According to Landgraf and his research team at FX, the estimated number of original scripted series produced in 2015 was 419. So far this year, there have been 322 produced, up 6 percent from 304 last year at this time.

“What’s driving that increase are the streaming services,” he said. Attendees of TCA’s panels dedicated to those services are well aware of how many new series the likes of Amazon, Crackle, Hulu and Netflix are teeing up, but according to Landgraf, the online services alone are producing more than 130 original series this year alone.

Of those, 71 are on Netflix and that doesn’t count series produced in foreign territories and imported by Netflix to air in the U.S., such as Marseilles, starring Gerard Depardieu.

“Netflix can’t keep doubling and doubling again their producing because the entire planet’s surface would be covered by their TV shows,” said Landgraf, who also warned that Netflix could be going for a programming monopoly.

That’s in addition to 150 original scripted series airing on broadcast networks, 50 on pay cable and 180 on basic cable, said Landgraf, and doesn’t include unscripted programming, news or sports.

“The total number of adult English-language scripted series during this full year should be in the range of 440 to 450 series,” said Landgraf, noting he expects that number to climb to 500 original scripted series in 2017. “It now seems clear that at a minimum that peak will be hit in 2017.

“I was wrong in my estimate of the timing. I didn’t understand last year that Netflix was going to try to compete with the entire global MVPD system. But I still think we’ll hit a peak in the scripted series business in the next 2 ½ years and then decline. I don’t think we’re in a bubble that’s going to pop. I think we’re ballooning into a condition of oversupply that will eventually decline.”

Moreover, the cost of producing these original scripted series also is increasing, with the average cost of producing and marketing an hour of television rising 20 percent to more than $4 million.
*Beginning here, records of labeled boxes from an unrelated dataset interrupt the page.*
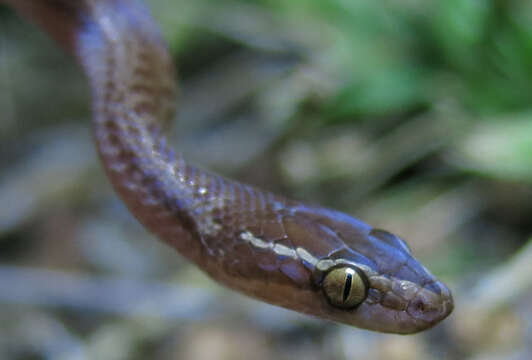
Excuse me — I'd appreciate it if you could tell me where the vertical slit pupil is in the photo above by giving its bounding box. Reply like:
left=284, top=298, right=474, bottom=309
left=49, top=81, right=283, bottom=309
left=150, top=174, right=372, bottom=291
left=344, top=271, right=353, bottom=302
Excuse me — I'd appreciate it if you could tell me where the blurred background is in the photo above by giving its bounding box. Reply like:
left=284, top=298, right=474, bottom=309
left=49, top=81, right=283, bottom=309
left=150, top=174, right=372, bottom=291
left=0, top=0, right=532, bottom=360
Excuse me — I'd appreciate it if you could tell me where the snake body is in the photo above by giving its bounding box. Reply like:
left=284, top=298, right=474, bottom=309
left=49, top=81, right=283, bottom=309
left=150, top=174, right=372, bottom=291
left=4, top=0, right=453, bottom=334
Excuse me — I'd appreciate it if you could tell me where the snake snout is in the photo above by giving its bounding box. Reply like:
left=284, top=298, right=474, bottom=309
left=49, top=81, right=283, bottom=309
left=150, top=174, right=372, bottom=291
left=407, top=281, right=454, bottom=324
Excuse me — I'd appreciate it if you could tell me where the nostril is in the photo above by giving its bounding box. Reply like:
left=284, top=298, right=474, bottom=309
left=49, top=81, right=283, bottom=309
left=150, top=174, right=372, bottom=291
left=414, top=300, right=425, bottom=313
left=407, top=296, right=441, bottom=322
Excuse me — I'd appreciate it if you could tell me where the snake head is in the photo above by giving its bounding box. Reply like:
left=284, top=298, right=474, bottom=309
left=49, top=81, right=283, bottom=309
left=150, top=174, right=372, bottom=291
left=285, top=206, right=453, bottom=334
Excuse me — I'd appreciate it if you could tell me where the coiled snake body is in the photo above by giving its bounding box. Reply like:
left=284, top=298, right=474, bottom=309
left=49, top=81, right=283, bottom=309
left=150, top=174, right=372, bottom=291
left=0, top=0, right=453, bottom=333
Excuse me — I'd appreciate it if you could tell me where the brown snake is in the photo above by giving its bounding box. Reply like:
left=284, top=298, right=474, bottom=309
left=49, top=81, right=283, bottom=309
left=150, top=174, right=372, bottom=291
left=0, top=0, right=453, bottom=334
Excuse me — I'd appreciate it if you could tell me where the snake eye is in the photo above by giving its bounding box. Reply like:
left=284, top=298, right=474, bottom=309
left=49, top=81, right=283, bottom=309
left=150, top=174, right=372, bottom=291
left=322, top=266, right=368, bottom=309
While some shows – HBO’s Game of Thrones, for example – are produced for much more, other shows are produced for much less. Still, only the top 20 percent of shows on television are seen by average audiences of 10 million or more people, while the bottom 20 percent of shows are seen by an average of 380,000 people.

“If you look at all series for which we can see ratings – the top quintile of shows averaged 10.5 million viewers, while the bottom quintile averaged 380,000. In the second quintile, it’s 4.6 million and in the fourth quintile, it’s an average of 1.1 million viewers per show,” Landgraf said. “There’s a really big difference between the top 20 percent and the bottom. You can find ways to pay for anything in the top 20 to 60 percent, especially if you own it. But there still has to be a whole lot of TV shows that are losing a ton of money.”